25 enero, 2018. Por

Felicidad

Un espectáculo para superar la infelicidad crónica de toda una generación
Felicidad

Según sus creadores “‘Felicidad’ es una reflexión teatral sobre el intento de ser feliz en la tardía madurez de hoy“. Ya sólo con esta frase y con sus pequeños detalles (“intento”, “tardía”) podría interesarse uno y comulgar de pleno, incluso a pesar de que la propuesta no sea nada novedoso. Pero es que la obra de la compañía Tenemos Gato que ahora recala en La Mirador además consigue erigirse en una de las propuestas más sinceras de la cartelera.

La historia, escrita por Homero Rodríguez (también actor) y Cristina Rojas (también actriz y, además, la directora de la propuesta) pone ante los ojos de los espectadores a dos parejas (en las que ellos son hermanos) de alrededor de treinta y muchos, que experimentan en su apogeo esas pequeñas grandes crisis (falta de deseo o de tiempo para desear, problemas laborales, conflictos en la intención o no de tener hijos, etc.) que están haciendo mella indeleble en su relación sentimental.

“El espectáculo deja la sensación generalizada de que toda una generación (o varias, a estas alturas) sufre de una infelicidad crónica con base en la frustración de ese hecho que da hacerse mayor, y darse cuenta de que no puede tener todo que se le dijo”

Pero la función, inteligentemente, se reviste de un tono de comedia absolutamente cotidiano y refrescante, de una naturalidad radiante, que consigue que el público empatice inmediatamente.
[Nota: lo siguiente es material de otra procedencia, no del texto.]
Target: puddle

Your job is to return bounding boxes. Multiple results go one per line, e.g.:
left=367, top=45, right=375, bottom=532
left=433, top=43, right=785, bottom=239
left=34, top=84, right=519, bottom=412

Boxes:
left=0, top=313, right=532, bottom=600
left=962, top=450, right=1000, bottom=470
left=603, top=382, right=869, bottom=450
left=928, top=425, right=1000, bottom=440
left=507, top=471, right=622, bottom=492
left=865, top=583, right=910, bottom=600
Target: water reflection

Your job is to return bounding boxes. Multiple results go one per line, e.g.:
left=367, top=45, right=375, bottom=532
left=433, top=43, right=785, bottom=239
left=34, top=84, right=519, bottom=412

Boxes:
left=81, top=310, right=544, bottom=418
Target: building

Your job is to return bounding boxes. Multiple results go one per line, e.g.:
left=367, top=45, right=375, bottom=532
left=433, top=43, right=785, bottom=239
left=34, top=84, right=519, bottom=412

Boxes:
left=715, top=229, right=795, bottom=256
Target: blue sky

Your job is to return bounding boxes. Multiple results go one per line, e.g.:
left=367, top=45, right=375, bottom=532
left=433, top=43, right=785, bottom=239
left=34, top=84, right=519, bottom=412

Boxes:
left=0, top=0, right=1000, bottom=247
Pero, además (para los críticos con un tipo de teatro que busca la naturalidad ante todo), el espectáculo juega con el distanciamiento ya desde la entrada de los intérpretes en tránsito, justo antes de vestir las ropas (literal y metafóricamente hablando) de sus personajes, así como con unas transiciones que son estáticos cuadros (casi conjuntos escultóricos de una seriedad inquietante) o una escenografía que utiliza unas pocas sillas como elementos fundamentales, un suelo con palabras y dibujos (para ubicarnos casi en plan Dogville, ayudándose del uso de una cámara, que es lo único que tal vez no llega a ser necesario del todo).

Cristina Rojas dirige el espectáculo con un ritmo que consigue que la función se pase en un suspiro y los protagonistas (ella misma, Homero Rodríguez, Enrique Asenjo y Mónica Mayen, que en la función a la que asistimos sustituyó a Raquel Mirón) realizan una labor espectacular, en un registro absolutamente creíble, lleno de verdad, conexión y pequeños detalles que hace que sea un verdadero placer estar en esa butaca y poder sentir que casi se les está espiando.

Felicidad engancha inmediatamente con una sensación generalizada de que toda una generación (o varias, a estas alturas) sufre de una infelicidad crónica con base en la frustración de ese hecho que da hacerse mayor, y darse cuenta de que no puede tener todo que se le dijo. Por ahora, una buena forma de buscar esta felicidad o, por lo menos, de reflexionar de una forma que parece sencilla y ligera (aunque acabe por no serlo en absoluto), es acudir a la sala en la que se representa esta espléndida función y dejarse tocar por estos personajes y sus muy reconocibles conflictos.